Fassbinders Interesse für das Melodram war eine direkte Reaktion auf die Filme des Regisseurs Detlef Sierck, der vor den Nationalsozialisten in die USA geflohen war und in den 1950er-Jahren in Hollywood als Douglas Sirk Erfolge feierte. Für Fassbinder waren dessen Filme, die er 1970 bei einer Retrospektive in München gesehen hatte, eine Offenbarung. So schrieb er in einem Essay: "Ich habe sechs Filme von Douglas Sirk gesehen. Es waren die schönsten der Welt dabei."
Für "Angst essen Seele auf" ließ er sich von Sirks Film "Was der Himmel erlaubt" inspirieren. War Fassbinders Frühwerk noch von einer elitären formalen Strenge geprägt, versuchte er nun, das amerikanische Kino zu adaptieren: die Filme sollten populär, aber nicht so verlogen wie in Hollywood sein. "Angst essen Seele auf" ist daher eine bewusst naiv erzählte, fast märchenhafte Geschichte mit einfachen Charakteren. Das Publikum sollte den Film auf die eigene Lebenswelt übertragen.
Hauptanliegen bleibt der Protest
"Es stimmt nicht, dass ich den Protest, oder das, wogegen ich protestiere, dass ich das zugunsten des Films vergessen hätte. Ich habe mir überlegt, was sind die richtigeren Mittel, diesen Protest auszusprechen und ich habe eben gesehen, dass die Filme, die ich gemacht habe, wo der Protest das Wichtigere war als die Form, dass die nicht interessiert haben und dass, je mehr ich an die Form gedacht habe, zusätzlich zum Protest, die Leute sich für die Filme interessieren konnten. Und der Protest dennoch nicht verloren geht."
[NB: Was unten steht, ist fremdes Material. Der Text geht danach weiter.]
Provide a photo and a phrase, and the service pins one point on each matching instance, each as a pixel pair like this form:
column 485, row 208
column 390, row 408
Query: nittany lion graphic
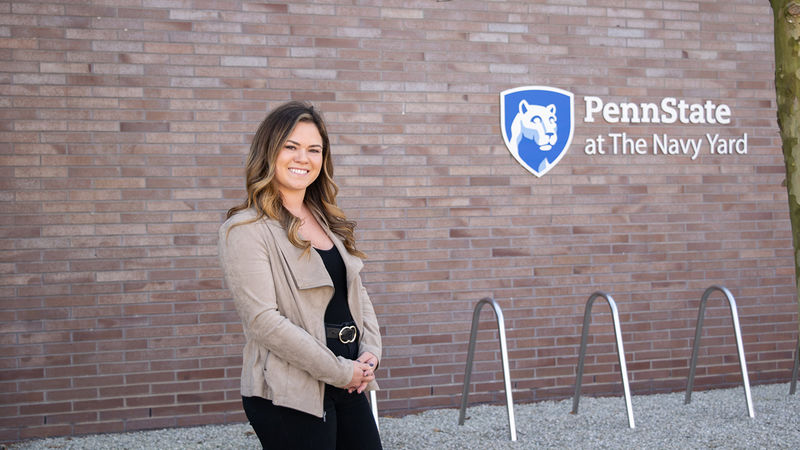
column 537, row 125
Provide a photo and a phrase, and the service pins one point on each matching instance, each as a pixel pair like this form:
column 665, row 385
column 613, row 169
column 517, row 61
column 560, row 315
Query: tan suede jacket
column 281, row 296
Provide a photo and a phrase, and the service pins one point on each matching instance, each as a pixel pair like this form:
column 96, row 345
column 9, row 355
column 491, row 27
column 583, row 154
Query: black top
column 338, row 312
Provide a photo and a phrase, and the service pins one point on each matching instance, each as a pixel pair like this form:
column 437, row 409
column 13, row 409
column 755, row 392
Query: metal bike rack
column 736, row 332
column 793, row 386
column 373, row 404
column 587, row 318
column 504, row 356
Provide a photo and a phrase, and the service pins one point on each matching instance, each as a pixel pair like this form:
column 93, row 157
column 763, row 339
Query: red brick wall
column 123, row 134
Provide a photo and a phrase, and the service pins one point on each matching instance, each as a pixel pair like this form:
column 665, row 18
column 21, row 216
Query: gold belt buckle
column 347, row 334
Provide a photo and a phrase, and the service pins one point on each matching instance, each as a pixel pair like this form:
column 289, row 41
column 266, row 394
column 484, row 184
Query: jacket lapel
column 307, row 270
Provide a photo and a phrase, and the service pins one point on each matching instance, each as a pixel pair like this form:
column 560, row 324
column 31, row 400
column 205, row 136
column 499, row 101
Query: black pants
column 347, row 424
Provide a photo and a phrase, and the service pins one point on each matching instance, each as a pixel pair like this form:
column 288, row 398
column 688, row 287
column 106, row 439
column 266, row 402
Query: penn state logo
column 537, row 125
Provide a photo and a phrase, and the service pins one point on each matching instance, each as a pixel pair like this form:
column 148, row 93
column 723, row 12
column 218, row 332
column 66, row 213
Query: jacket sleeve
column 371, row 339
column 244, row 254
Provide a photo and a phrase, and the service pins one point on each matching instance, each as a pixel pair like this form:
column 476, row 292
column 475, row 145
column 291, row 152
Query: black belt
column 345, row 334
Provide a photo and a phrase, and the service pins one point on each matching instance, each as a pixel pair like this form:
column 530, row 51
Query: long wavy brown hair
column 263, row 194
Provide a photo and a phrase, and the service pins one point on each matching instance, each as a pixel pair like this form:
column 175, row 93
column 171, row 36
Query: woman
column 290, row 260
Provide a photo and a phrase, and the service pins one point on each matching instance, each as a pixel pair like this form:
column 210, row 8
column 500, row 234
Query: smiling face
column 299, row 161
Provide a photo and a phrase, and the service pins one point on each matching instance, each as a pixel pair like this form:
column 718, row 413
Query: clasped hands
column 363, row 372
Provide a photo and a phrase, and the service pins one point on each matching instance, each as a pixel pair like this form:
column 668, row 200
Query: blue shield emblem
column 537, row 124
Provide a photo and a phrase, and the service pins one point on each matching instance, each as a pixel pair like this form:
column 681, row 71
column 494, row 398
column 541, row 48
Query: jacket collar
column 308, row 270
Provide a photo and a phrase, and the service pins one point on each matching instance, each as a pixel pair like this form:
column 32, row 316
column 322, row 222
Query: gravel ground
column 714, row 419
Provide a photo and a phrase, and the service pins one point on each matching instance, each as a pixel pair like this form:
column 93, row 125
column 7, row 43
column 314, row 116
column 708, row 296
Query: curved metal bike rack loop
column 587, row 318
column 793, row 386
column 736, row 332
column 501, row 328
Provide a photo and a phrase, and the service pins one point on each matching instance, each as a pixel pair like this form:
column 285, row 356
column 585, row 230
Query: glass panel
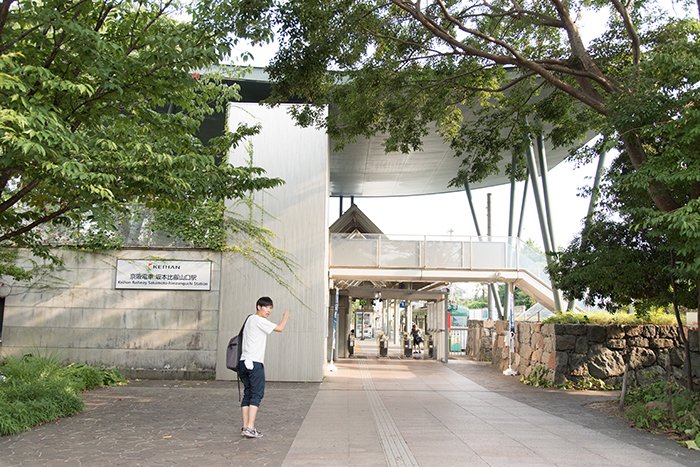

Fassbinder hatte die breite Masse gesucht und gefunden, "Angst essen Seele auf" wurde sein erster Publikumserfolg. Kritik an der Gesellschaft formulierte er jedoch nicht minder scharf. Am Ende des Films wird bei Ali ein Magengeschwür diagnostiziert, das – wie bei den meisten Gastarbeitern – eine psychosomatische Ursache habe, so der Arzt. Dem Zuschauer wird das private Unglück hier als direkte Folge der gesellschaftlichen Missstände gezeigt.
"Wenn ich das Bewusstsein des Einzelnen revolutioniere, verändere, dann wird man letztlich auch die Gesellschaft verändern. Das ist meiner Ansicht nach der richtige Weg, das Bewusstsein des Einzelnen, na ja, aufzuklären oder klarer zu gestalten."